Microsoft AI CEO Mustafa Suleyman explains why AI should never get rights: ‘Dangerous and misguided’
Microsoft AI CEO Mustafa Suleyman has spoken out about AI welfare, giving rights to these new technologies. Suleyman stated that if AI has its own motivations, desires, and goals, it will start to feel like an independent being rather than technology made in service of humans.
In a new interaction with WIRED, Suleyman said, “AI still needs to be a companion. We want AIs that speak our language, that are aligned with our interests, and that deeply understand us. The emotional connection is still super important.”
“If AI has a sort of sense of itself, if it has its own motivations and its own desires and its own goals—that starts to seem like an independent being rather than something that is in service to humans,” he warned.
“That’s so dangerous and so misguided that we need to take a declarative position against it right now,” Suleyman added.

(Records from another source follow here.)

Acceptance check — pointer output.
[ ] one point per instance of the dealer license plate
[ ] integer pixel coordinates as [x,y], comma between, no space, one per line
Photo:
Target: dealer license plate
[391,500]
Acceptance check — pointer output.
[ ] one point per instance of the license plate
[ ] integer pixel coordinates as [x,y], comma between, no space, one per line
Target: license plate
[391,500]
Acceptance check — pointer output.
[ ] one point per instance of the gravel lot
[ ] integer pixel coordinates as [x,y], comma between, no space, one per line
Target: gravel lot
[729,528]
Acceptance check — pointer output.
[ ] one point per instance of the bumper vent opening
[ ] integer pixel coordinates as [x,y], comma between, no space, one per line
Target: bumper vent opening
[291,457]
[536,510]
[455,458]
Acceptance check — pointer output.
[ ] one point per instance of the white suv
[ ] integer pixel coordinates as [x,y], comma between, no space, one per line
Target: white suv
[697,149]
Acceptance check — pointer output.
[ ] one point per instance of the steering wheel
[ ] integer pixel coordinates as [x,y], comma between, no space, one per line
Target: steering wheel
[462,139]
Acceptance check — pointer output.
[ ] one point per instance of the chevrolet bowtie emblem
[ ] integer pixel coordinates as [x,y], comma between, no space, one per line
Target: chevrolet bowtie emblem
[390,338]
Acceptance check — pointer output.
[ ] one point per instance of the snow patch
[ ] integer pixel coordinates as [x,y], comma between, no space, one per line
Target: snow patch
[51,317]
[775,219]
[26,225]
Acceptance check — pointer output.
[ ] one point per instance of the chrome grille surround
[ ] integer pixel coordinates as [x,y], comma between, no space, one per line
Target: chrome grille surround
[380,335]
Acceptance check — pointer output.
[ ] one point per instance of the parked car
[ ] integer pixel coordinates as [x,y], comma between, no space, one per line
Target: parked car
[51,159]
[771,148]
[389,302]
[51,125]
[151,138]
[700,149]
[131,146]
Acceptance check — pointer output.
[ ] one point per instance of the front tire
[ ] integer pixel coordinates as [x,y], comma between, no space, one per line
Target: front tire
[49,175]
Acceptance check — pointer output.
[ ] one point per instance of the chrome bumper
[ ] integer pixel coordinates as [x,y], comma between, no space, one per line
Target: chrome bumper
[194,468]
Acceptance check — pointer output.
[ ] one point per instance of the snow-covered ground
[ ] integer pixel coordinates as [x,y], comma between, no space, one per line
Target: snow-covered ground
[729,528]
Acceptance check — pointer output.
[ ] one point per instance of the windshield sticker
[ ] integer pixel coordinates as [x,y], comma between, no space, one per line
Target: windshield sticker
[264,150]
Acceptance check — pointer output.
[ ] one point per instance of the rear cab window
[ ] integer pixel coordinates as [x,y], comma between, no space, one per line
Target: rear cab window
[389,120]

Suffering should be the basis of giving rights:
Suleyman further argued that even consciousness shouldn’t be the basis of giving rights; rather, a better metric would be suffering. He said while there could be an AI model in the future which could be aware of its own existence and make claims about having a subjective experience, there could still be no evidence that it suffers.
“You could have a model which claims to be aware of its own existence and claims to have a subjective experience, but there is no evidence that it suffers. I think suffering is a largely biological state, because we have an evolved pain network in order to survive. And these models don’t have a pain network. They aren’t going to suffer,” he added.
“It may be that they [seem] aware that they exist, but that doesn’t necessarily mean that we owe them any moral protection or any rights. It just means that they’re aware that they exist, and turning them off makes no difference, because they don’t actually suffer,” he further noted.